渡部陸太(27=東京美装グループ)が、地元札幌でのワールドカップ(W杯)初出場を決めた。15日のSTV杯と併せて行われたコンチネンタル杯2連戦で、日本勢3番目の26、28位でともにポイントを獲得。K点付近のジャンプを3本そろえ、20日からのW杯札幌大会代表に滑りこんだ。
「特に2試合目の2本は、きっかけになるジャンプでした」と渡部。スタート時の目線を通常より下げ、体を深く前傾させて空に飛び出した。「空中までの流れもスムーズでしたので、その部分を磨けば、W杯でも(ポイント獲得の)チャンスはあるかなと思います」と顔をほころばせた。

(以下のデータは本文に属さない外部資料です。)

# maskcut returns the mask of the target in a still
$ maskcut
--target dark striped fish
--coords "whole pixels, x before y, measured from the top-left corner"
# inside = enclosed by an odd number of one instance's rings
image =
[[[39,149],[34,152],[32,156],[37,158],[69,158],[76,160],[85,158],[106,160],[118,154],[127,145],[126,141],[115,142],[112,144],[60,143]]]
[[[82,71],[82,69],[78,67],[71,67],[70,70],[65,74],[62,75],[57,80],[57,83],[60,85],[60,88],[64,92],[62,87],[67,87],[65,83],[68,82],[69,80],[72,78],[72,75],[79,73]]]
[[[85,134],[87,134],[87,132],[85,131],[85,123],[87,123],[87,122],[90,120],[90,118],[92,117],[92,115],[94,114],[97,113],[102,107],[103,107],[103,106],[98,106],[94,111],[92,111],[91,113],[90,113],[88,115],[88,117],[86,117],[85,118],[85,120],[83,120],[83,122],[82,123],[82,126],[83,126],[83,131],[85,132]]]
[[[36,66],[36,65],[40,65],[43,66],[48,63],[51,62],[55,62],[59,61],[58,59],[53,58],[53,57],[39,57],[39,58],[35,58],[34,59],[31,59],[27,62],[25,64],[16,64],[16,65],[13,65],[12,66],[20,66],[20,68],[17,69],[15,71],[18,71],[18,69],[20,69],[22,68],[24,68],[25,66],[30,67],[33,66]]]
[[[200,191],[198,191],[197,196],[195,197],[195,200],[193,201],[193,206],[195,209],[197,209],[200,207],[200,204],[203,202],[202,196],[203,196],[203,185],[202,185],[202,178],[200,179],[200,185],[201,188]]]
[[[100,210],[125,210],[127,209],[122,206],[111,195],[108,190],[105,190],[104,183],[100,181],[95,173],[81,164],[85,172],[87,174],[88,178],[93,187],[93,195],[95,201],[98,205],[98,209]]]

大倉山ジャンプ台から徒歩5分の場所で育ち、競技を始めた。小学生の時は葛西紀明や現役時代の岡部孝信・雪印メグミルク監督に向かって腕を差し出し「握手をしてもらった」という。日大時代はジュニア世界選手権に小林陵侑、高校の同級生・佐藤幸椰らと出場したが、W杯出場は遠かった。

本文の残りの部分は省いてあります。